Braun, who’s pitched himself as an outsider in Trump’s mold, is considered the front-runner. But his opponents are attacking him for his history of voting in Democratic primaries, which they said led the Republican National Committee’s voting database to label him as a “hard Democrat.” (Braun said he voted in Democratic primaries to influence local elections.)
Messer’s campaign accused Braun of “colluding” with the RNC when the voting database labeled him a “hard Republican” after a weekend of stories on the issue.
“Mike Braun is so embarrassed of his past voting record as a Democrat that he’s using money and connections to cover it up. This is the swamp Mr. Braun talks about at its worst,” Messer campaign manager Chasen Bullock said.
A New Pence Rises
Greg Pence, the vice president’s brother, has run a relatively quiet campaign for the GOP nomination to replace Messer in Indiana’s 6th District. Pence is expected to easily claim the nomination anyway. The district is solidly Republican, so Pence should waltz into Congress.

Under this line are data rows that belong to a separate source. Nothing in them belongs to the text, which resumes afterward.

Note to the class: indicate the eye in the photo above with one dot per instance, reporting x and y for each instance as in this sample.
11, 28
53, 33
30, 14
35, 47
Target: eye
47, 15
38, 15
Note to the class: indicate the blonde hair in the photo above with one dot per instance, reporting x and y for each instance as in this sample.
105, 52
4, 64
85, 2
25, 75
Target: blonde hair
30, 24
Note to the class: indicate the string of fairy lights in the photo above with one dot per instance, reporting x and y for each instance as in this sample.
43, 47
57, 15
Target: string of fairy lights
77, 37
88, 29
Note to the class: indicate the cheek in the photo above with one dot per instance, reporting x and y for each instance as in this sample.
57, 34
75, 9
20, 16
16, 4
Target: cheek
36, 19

The GOP Establishment Aims At A North Carolina Thorn In Its Side
The GOP establishment is again trying to unseat Rep. Walter Jones from the Eastern North Carolina district he’s held since 1994. Jones, a Republican with heterodox libertarian leanings, has been a target ever since he became a staunch opponent of the Iraq War and a bigger one after he voted against the GOP’s tax cut law. He defeated former George W. Bush aide Taylor Griffin in both 2014 and 2016, and now faces a challenge from Scott Dacey, a lobbyist who has received support from former Mississippi Gov. Haley Barbour and Bank of America’s political action committee.
Jones is expected to win in what he says will be his final run for office.